Guest Q&A With Jack M. Nelson, PhD, CFA
Jack Nelson is a very busy man if how long it took to schedule this interview is any gauge. The reason, of course, is that Jack is one of the savviest and well-regarded CIO’s in the business and consequently his plate is pretty full. We are fortunate and appreciate the opportunity to speak with him just in time to meet our deadline for this Q4 edition. Here is the conversation we had on a recent Friday afternoon.
IAUM: Jack, what is front-of-mind as you survey current market conditions?
NELSON: Three things come to mind: 1) How do we increase our investment income while managing our risks? 2) What is the Fed going to do and what are the implications? and 3) When does the equity market ride end?
IAUM: Let’s take those one at a time. Increasing investment income. What are your thoughts?
NELSON: Most insurance companies have already gone down in credit to capture more yield. Spread compression bears that out. Spreads may have bottomed but they are still very tight. Liquidity was the last tool for obtaining more yield. While the private debt trade feels crowded, we think it is better value than the public markets.
IAUM: What are your thoughts on the Fed? They are in a tough spot between low unemployment, increasing inflation, uncertainty over tariffs and taking fire from the president.
Low unemployment, uncertainty over tariffs and taking fire from the President may cause them to raise the funds rate more slowly. Some early signs of increasing inflation and accommodating monetary policy would make the Fed more inclined raise rates. The market believes the Fed will slow the pace of increase during 2019 and that we should expect another increase or two after December of this year.
NELSON: We spend a good deal of time thinking about this and there are many variables to consider. We have kept the duration of our investment grade portfolio slightly short of the duration of our liabilities as rates have increased. Being short duration has resulted in a return on the portfolio exceeding the return of the Aggregate IG Bond index by a healthy amount. That strategy has worked well for us and we will continue to take only modest positions on duration. We may recently have had some good news regarding the trade war with China that when coupled with an uptick in inflation may motivate the Fed to continue with its indicated path toward higher rates. Offsetting that to a degree is that inflation is still low and is generally projected to just move above 2% in 2019 despite extremely low unemployment rates, and the comments of the President regarding the Fed Chair. Because of the uncertainty we will continue to the modest use of duration to enhance returns.

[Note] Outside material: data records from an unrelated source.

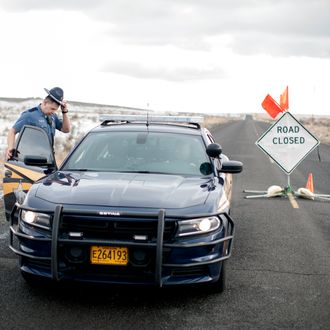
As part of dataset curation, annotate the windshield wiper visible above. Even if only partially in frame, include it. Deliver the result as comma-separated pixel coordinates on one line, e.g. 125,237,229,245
118,170,172,174
117,170,152,174
136,171,187,175
63,168,90,171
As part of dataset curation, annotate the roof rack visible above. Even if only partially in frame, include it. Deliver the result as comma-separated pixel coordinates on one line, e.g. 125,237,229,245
99,114,204,128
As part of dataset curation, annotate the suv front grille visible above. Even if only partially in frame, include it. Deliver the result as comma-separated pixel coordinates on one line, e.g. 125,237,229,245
60,215,177,242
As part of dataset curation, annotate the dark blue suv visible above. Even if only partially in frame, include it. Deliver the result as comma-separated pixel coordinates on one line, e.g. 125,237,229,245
3,115,242,292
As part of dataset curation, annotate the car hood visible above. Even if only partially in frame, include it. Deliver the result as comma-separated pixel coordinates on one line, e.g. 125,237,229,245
35,171,215,209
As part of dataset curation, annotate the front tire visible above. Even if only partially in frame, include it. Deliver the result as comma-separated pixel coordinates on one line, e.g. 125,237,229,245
21,271,53,288
208,261,226,293
21,271,40,286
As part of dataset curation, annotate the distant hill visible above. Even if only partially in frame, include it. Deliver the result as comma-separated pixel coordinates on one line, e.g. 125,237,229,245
0,97,150,113
0,97,37,103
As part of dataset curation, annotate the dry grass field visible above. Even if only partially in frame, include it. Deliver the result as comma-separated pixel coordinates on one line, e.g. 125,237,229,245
303,120,330,145
0,113,329,195
253,113,330,145
0,159,3,197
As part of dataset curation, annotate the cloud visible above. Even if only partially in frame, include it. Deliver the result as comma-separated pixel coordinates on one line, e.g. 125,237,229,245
103,60,226,81
0,0,99,11
231,32,330,58
1,0,330,60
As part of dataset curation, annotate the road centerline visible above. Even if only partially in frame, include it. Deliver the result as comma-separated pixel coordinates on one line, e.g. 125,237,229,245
288,192,299,209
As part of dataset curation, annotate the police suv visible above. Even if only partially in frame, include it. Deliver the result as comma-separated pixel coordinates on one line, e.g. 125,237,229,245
3,115,242,292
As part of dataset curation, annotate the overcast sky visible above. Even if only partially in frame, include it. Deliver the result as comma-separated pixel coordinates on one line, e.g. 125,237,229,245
0,0,329,115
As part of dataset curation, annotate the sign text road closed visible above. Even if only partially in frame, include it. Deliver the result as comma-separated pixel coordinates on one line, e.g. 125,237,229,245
256,112,320,174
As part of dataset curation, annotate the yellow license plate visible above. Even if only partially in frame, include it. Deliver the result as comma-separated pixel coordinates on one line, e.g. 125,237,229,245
90,246,128,265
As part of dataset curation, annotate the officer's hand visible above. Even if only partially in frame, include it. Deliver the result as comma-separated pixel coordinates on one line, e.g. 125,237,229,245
5,148,14,161
61,101,69,114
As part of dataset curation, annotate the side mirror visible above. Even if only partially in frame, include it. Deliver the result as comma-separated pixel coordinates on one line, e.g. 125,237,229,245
24,155,49,166
206,143,222,158
219,160,243,174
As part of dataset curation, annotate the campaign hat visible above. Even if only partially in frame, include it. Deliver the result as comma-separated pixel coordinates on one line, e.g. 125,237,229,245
44,87,64,105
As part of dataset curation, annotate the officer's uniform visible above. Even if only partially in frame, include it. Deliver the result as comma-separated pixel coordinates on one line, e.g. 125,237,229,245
13,105,62,145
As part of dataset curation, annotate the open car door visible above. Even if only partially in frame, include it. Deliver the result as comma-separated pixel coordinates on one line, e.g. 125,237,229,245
3,125,57,220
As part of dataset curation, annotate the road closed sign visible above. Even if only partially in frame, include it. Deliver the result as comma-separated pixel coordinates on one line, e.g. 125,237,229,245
256,112,320,174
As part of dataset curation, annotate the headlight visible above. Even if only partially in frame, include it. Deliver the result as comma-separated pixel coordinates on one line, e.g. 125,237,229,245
177,216,220,237
20,210,51,230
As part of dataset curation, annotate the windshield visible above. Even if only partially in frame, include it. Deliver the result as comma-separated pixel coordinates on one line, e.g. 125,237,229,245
62,131,211,176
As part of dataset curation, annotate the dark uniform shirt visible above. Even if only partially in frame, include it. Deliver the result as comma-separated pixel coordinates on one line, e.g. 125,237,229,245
13,105,62,145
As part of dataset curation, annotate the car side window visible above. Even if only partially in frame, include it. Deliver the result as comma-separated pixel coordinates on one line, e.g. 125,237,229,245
15,125,54,164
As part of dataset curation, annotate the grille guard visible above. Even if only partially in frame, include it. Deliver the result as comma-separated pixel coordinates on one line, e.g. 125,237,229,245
9,204,235,287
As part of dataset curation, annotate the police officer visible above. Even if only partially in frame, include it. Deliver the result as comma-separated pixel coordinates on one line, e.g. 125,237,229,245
6,87,71,160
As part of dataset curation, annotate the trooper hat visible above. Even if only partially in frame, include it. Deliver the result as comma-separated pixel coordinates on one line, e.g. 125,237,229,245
44,87,64,105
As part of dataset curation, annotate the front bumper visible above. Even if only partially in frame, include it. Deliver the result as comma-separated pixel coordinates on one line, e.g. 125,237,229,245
9,204,235,287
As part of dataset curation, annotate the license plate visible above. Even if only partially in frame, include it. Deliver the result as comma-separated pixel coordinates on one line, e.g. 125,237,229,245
90,246,128,265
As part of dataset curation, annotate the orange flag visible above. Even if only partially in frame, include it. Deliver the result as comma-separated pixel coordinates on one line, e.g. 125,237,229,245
280,86,289,111
261,94,284,119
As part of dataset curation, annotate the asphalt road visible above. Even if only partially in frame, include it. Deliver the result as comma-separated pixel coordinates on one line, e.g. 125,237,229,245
0,116,329,329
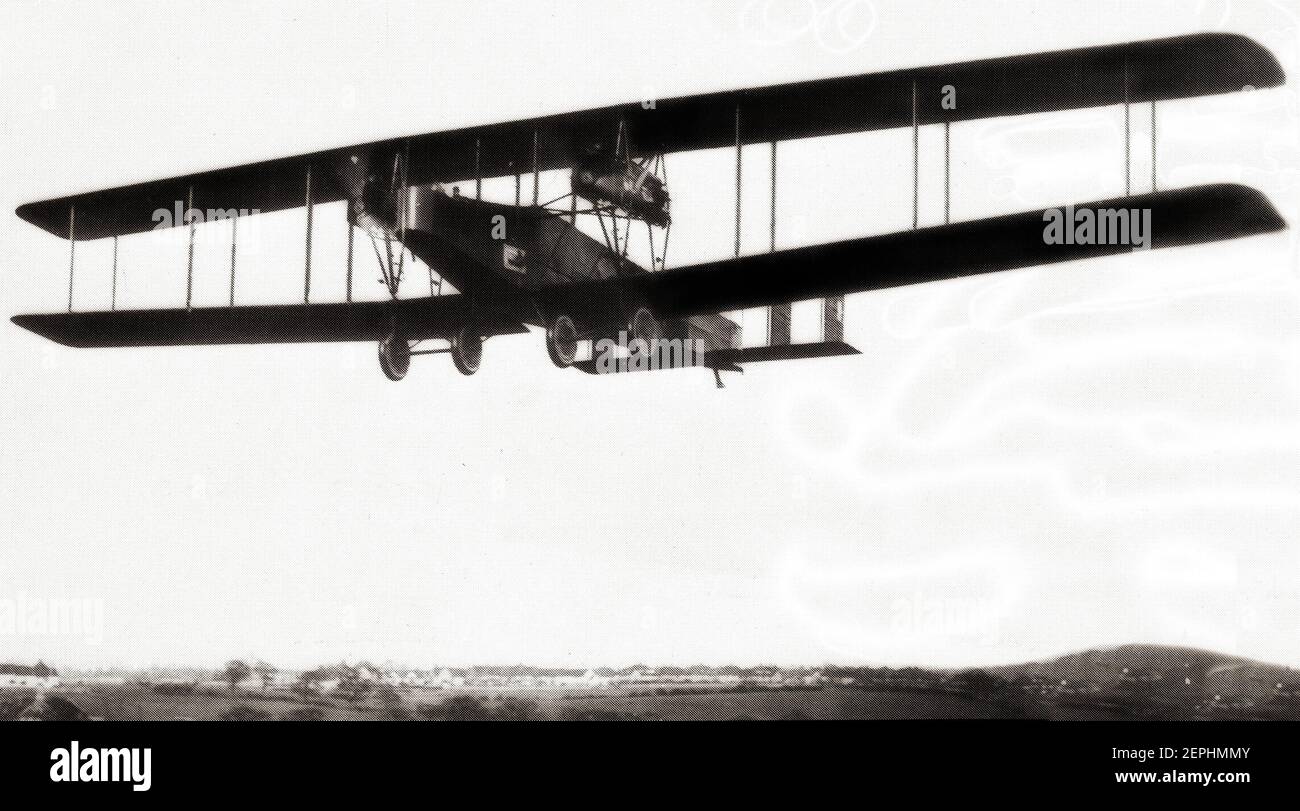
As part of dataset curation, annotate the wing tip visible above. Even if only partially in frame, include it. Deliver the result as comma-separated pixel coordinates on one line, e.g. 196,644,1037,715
1213,32,1287,89
15,201,49,231
1138,32,1286,90
1126,183,1287,238
1215,182,1288,235
11,313,81,347
14,201,78,240
11,313,41,332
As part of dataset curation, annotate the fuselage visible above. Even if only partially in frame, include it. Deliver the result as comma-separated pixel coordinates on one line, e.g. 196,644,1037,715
400,185,739,352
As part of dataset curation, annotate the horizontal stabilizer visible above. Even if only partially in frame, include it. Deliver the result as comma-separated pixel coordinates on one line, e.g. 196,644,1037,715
716,341,862,365
572,340,859,375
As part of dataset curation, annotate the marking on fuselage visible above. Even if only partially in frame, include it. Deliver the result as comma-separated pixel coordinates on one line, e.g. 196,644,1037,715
503,244,527,273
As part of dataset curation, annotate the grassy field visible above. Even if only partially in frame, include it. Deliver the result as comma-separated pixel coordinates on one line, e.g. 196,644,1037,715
51,683,390,721
12,644,1294,720
0,682,1143,721
551,687,1040,720
11,681,1293,720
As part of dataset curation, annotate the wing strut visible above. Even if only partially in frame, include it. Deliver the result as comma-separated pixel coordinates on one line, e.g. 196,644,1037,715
303,166,314,303
768,141,777,253
344,218,353,303
733,104,742,259
229,214,238,306
532,129,540,206
1124,59,1131,194
110,235,118,311
66,206,75,312
726,103,745,384
912,81,919,229
185,185,196,310
768,141,791,347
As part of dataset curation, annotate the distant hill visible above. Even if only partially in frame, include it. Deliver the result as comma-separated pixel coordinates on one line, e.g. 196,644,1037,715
996,644,1239,680
992,644,1300,702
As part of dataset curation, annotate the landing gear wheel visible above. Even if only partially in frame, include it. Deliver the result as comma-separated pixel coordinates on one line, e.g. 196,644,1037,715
546,314,580,368
629,306,662,350
451,325,482,376
378,333,410,381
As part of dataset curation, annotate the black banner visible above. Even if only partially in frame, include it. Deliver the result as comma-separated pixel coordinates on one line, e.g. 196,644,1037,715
0,720,1289,799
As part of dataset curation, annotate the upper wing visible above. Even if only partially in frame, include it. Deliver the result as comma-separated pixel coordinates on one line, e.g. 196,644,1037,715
16,33,1283,241
544,184,1286,320
10,294,527,349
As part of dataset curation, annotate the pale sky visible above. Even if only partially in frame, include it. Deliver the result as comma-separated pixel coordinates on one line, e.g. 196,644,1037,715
1,1,1297,671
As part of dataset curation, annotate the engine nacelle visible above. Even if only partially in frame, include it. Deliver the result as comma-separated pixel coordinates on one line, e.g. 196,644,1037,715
571,148,670,227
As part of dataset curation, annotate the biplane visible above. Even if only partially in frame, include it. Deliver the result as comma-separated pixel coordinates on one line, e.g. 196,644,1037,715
11,33,1287,385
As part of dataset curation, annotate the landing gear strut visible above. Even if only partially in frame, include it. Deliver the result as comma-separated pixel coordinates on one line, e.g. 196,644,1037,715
378,326,483,380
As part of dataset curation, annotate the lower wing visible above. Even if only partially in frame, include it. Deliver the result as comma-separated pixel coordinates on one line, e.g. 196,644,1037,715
546,183,1285,320
11,294,527,349
12,184,1284,349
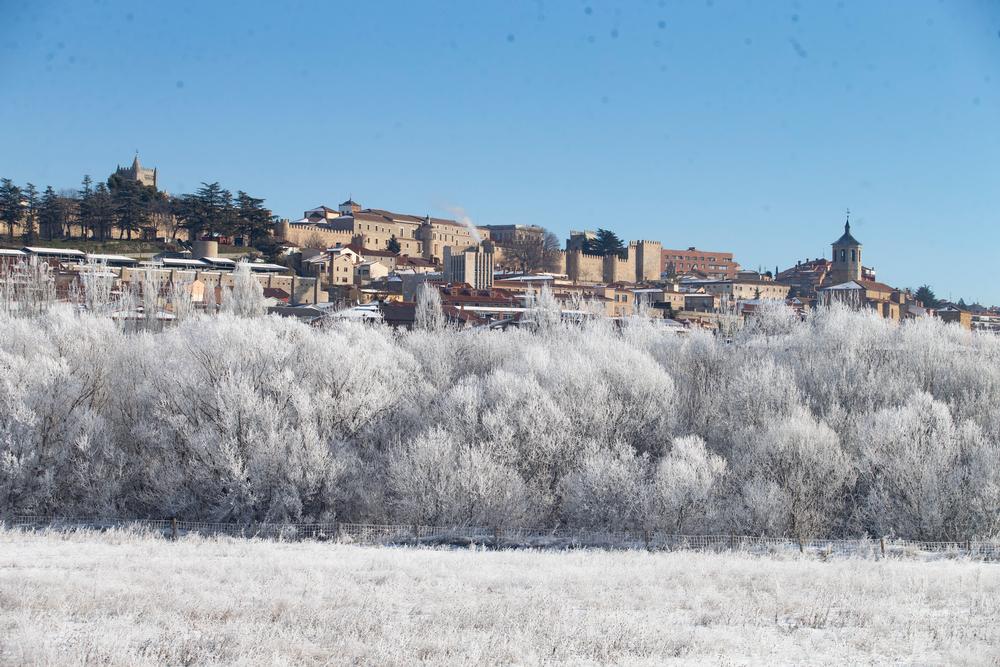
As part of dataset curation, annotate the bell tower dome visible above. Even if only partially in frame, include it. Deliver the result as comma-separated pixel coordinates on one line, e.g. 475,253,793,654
830,210,862,283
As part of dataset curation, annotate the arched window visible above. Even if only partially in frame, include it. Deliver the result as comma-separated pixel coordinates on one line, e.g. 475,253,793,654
851,249,856,262
840,249,846,262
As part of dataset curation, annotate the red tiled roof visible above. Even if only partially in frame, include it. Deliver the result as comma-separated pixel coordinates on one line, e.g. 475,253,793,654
263,288,290,301
857,279,896,293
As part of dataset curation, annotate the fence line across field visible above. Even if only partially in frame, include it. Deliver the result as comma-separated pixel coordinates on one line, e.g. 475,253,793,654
4,516,999,558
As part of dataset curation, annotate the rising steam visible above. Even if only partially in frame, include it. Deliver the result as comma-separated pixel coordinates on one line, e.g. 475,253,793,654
443,204,482,244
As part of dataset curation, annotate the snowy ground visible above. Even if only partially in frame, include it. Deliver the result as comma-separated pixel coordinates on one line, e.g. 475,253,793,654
1,530,998,666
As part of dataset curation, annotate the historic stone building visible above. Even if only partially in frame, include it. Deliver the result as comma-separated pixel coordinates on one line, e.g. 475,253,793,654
114,154,158,189
275,199,488,264
563,239,662,285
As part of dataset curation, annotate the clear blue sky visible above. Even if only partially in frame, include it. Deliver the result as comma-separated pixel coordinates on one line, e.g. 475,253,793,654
2,1,998,302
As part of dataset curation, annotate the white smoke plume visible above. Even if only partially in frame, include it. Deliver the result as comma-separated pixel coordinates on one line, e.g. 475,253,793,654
443,204,482,244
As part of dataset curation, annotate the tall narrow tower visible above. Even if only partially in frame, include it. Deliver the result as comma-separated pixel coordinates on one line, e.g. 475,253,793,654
830,211,862,284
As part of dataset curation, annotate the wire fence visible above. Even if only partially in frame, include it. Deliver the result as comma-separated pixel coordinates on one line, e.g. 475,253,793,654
4,515,999,559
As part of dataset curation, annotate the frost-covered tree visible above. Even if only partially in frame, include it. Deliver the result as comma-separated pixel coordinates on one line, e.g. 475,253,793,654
856,392,1000,540
386,428,534,528
650,435,727,533
560,444,648,530
222,261,266,318
414,283,445,331
0,295,998,537
733,410,854,539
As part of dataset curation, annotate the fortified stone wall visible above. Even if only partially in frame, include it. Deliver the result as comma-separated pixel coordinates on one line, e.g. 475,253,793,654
566,250,605,283
631,240,663,282
279,223,356,249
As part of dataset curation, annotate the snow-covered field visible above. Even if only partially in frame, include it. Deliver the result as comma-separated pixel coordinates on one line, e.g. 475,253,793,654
1,530,998,665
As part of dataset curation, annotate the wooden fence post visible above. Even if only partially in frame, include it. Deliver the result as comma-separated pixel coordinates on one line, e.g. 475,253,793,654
879,537,885,557
170,517,178,541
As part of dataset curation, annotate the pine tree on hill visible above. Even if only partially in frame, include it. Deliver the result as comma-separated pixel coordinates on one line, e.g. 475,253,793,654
22,183,39,243
0,178,24,240
915,285,939,309
585,228,626,258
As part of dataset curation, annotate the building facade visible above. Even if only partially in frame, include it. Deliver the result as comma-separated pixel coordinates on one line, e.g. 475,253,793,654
444,245,494,289
276,199,488,264
661,247,739,279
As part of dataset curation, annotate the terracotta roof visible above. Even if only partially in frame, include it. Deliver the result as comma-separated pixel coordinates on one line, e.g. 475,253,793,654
397,255,435,267
442,305,486,324
263,288,290,301
359,247,399,258
857,279,895,293
346,207,475,231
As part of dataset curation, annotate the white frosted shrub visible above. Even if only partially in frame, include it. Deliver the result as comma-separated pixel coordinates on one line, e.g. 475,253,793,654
650,435,727,533
733,409,854,539
559,444,648,530
386,428,534,527
0,297,997,538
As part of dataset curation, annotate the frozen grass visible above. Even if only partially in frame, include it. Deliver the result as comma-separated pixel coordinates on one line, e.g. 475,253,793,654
1,530,999,665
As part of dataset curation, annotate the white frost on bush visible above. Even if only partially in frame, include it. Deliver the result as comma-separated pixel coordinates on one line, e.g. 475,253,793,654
0,300,998,539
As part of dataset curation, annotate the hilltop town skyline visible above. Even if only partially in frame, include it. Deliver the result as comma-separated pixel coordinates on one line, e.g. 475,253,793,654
3,1,998,302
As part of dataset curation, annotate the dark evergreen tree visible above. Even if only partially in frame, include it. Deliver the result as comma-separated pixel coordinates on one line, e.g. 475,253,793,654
112,180,150,240
77,176,94,239
387,235,401,253
38,186,62,240
0,178,24,240
22,183,39,243
915,285,939,309
584,228,626,257
90,183,115,241
178,182,231,239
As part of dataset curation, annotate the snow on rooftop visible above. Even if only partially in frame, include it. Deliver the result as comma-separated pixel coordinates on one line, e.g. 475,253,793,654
495,274,555,282
246,263,289,272
23,247,86,256
86,253,137,263
328,305,384,321
155,258,208,267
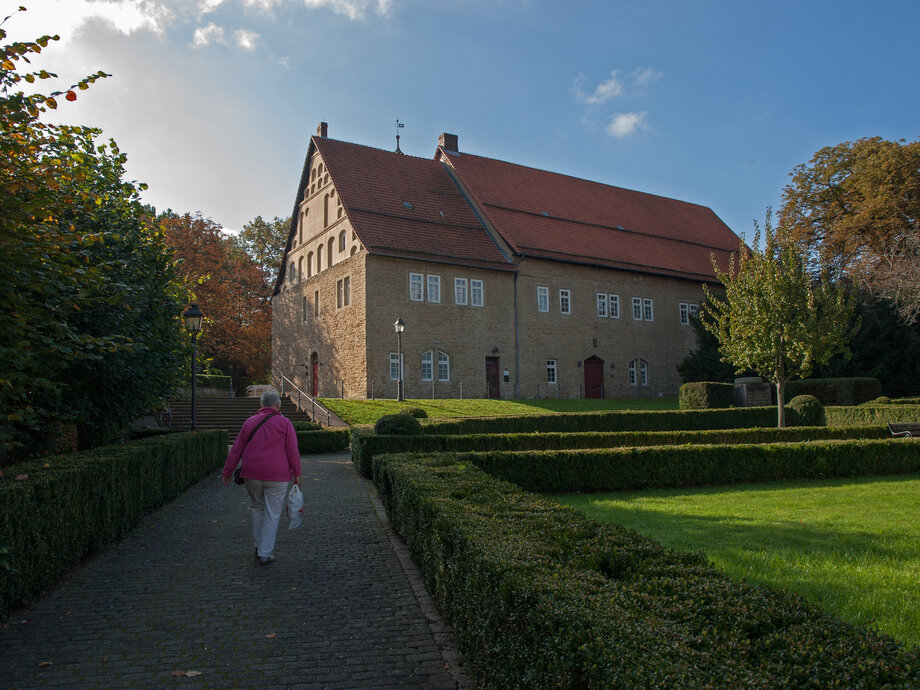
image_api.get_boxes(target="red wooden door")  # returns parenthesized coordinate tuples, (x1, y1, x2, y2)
(485, 357, 500, 399)
(584, 357, 604, 398)
(311, 352, 319, 397)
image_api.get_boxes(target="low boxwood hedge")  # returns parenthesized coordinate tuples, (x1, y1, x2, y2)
(786, 377, 882, 405)
(420, 406, 777, 436)
(827, 404, 920, 427)
(373, 453, 920, 687)
(0, 430, 226, 614)
(460, 437, 920, 494)
(296, 428, 350, 454)
(350, 425, 887, 478)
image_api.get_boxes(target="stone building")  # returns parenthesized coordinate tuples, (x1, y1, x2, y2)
(272, 123, 740, 400)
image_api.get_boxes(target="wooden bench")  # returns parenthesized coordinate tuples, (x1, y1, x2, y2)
(887, 422, 920, 437)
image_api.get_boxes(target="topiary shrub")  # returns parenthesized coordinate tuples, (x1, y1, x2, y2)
(787, 395, 826, 427)
(679, 382, 734, 409)
(374, 413, 422, 435)
(402, 407, 429, 419)
(293, 420, 322, 432)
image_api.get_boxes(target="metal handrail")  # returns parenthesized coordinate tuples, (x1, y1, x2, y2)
(280, 373, 333, 427)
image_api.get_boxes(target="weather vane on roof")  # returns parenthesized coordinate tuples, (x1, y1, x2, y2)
(395, 119, 404, 154)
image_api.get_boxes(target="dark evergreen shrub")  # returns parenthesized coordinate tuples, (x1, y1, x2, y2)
(374, 413, 422, 435)
(402, 407, 429, 418)
(293, 420, 322, 432)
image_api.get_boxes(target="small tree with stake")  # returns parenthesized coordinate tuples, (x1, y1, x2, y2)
(702, 211, 858, 427)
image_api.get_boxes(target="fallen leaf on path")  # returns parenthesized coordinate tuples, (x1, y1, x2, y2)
(186, 670, 203, 677)
(38, 661, 52, 667)
(265, 633, 276, 639)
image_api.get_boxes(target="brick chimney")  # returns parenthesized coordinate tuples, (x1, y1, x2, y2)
(317, 122, 328, 138)
(438, 132, 458, 153)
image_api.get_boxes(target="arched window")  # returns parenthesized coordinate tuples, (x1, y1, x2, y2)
(288, 261, 296, 283)
(350, 246, 357, 256)
(323, 194, 329, 227)
(337, 207, 344, 219)
(327, 237, 334, 267)
(307, 251, 313, 278)
(628, 358, 648, 387)
(338, 230, 346, 252)
(316, 248, 322, 273)
(437, 351, 450, 382)
(297, 256, 304, 281)
(421, 351, 433, 381)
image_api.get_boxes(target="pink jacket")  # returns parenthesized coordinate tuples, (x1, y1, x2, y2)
(221, 408, 301, 482)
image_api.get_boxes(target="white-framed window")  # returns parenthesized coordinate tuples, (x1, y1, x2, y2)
(437, 351, 450, 381)
(471, 279, 483, 307)
(609, 294, 620, 319)
(689, 303, 699, 319)
(679, 302, 689, 325)
(389, 353, 403, 381)
(336, 276, 350, 308)
(559, 289, 571, 314)
(301, 295, 308, 323)
(632, 297, 642, 320)
(546, 359, 557, 384)
(454, 277, 468, 305)
(596, 293, 608, 318)
(427, 274, 441, 303)
(409, 272, 423, 301)
(628, 358, 648, 386)
(643, 298, 654, 321)
(421, 351, 433, 381)
(537, 286, 549, 312)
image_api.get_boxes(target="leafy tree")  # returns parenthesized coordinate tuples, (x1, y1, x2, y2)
(162, 213, 272, 389)
(677, 304, 751, 383)
(780, 137, 920, 322)
(0, 12, 188, 457)
(235, 214, 291, 286)
(702, 212, 858, 427)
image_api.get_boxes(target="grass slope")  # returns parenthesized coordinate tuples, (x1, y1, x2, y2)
(554, 475, 920, 649)
(319, 397, 678, 425)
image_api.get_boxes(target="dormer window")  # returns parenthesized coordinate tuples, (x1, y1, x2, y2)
(403, 202, 413, 210)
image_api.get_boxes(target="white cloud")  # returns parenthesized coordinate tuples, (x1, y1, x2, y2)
(631, 66, 662, 86)
(234, 28, 259, 50)
(606, 111, 649, 139)
(573, 70, 623, 106)
(300, 0, 395, 20)
(8, 1, 174, 44)
(198, 0, 228, 14)
(193, 22, 226, 46)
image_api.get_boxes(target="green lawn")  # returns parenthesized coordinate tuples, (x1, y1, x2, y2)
(553, 476, 920, 649)
(319, 397, 678, 425)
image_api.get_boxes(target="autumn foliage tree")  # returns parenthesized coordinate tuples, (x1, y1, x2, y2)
(780, 137, 920, 322)
(0, 12, 188, 457)
(161, 213, 272, 388)
(235, 214, 290, 286)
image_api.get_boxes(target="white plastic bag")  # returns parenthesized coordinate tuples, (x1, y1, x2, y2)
(286, 484, 303, 530)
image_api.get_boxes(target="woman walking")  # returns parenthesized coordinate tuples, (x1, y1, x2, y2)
(221, 389, 301, 565)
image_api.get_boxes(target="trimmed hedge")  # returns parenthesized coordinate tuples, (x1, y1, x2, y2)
(678, 382, 734, 410)
(420, 406, 777, 435)
(0, 430, 226, 614)
(373, 453, 920, 687)
(787, 395, 826, 427)
(296, 428, 350, 454)
(375, 413, 423, 435)
(827, 404, 920, 427)
(293, 420, 322, 432)
(460, 438, 920, 494)
(786, 377, 882, 405)
(350, 425, 887, 478)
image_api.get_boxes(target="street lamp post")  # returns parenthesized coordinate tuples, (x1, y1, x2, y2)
(394, 318, 405, 402)
(183, 303, 203, 431)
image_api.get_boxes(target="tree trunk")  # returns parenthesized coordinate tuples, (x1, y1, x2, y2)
(776, 378, 786, 428)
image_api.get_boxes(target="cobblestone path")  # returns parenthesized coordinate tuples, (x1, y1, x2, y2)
(0, 452, 468, 689)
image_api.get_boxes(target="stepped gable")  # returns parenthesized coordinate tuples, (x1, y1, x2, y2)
(313, 136, 512, 270)
(439, 148, 739, 283)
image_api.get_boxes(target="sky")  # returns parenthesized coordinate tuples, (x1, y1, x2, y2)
(6, 0, 919, 237)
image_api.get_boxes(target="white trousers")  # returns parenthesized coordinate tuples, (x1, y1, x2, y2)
(244, 479, 289, 558)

IAUM: You mentioned your duration target. Is it closely tied to your liabilities?
NELSON: It is referenced to our liabilities but not strictly tied to them.
IAUM: Let’s shift to equities. You mentioned the long upward ride in the equity markets. What are your views of the current market and your allocation to equities?
NELSON: I have been here for nine (9) years and when I joined we didn’t have an allocation to public equities. Shortly thereafter, we made an allocation to dividend-oriented equities because they were yielding more than our IG bond portfolio. Our strategy was to pick up yield with an option on equity upside. While the trade initially worked well, over time, it faded and we have moved to a total rate of return approach on our equities.
IAUM: Do you think the markets are pricing in a recession?
NELSON: No, not at the moment. The markets appear very nervous but I do not believe the pricing reflects an expectation of a recession.
IAUM: There has been a big shift to passive from active equity management. What’s your thinking there?
NELSON: We view it differently depending on the segment of the equity market. We used to exclusively use active management of equity portfolios. Currently we are passive investors when investing in large cap stocks. The market is very efficient and difficult to outperform, net of fees, over time. We think that active management makes sense in less efficient market segments like small cap , global, and emerging markets.
IAUM: What about credit spreads?
NELSON: It feels like credit spreads may have bottomed and it appears they are widening. Corporate profitability looks good in 2019 but will be challenged to show growth because the tax cuts will be in the 2018 results.
IAUM: What about other factors?
NELSON: Geopolitical risks are the obvious ones. It is difficult to tell what tariffs will actually be enacted and how they will impact corporations. Brexit continues to have its own drama, and some bad actors continue to make it difficult to keep the peace.
IAUM: Is there anything that looks rich to you, “sticking out” if you will?
NELSON: To me, Class A office looks frothy depending on the market. New York for example, with the Hudson Yards project under development, feels rich. Other metropolitan areas in smaller cities are not as rich, for example Nashville.
IAUM: What about in-sourcing vs. out-sourcing?
NELSON: We outsource almost everything except about $300 million in equities.
IAUM: Where is Everest’s new money going now?
NELSON: As I mentioned prior, the private fixed income trade is feeling more crowded but we still think there is better value there than in much of the public debt alternatives.
IAUM: Jack, thank you so much for taking time out of your busy schedule to talk with me. It’s been a lot of fun.
NELSON: My pleasure, have a great evening.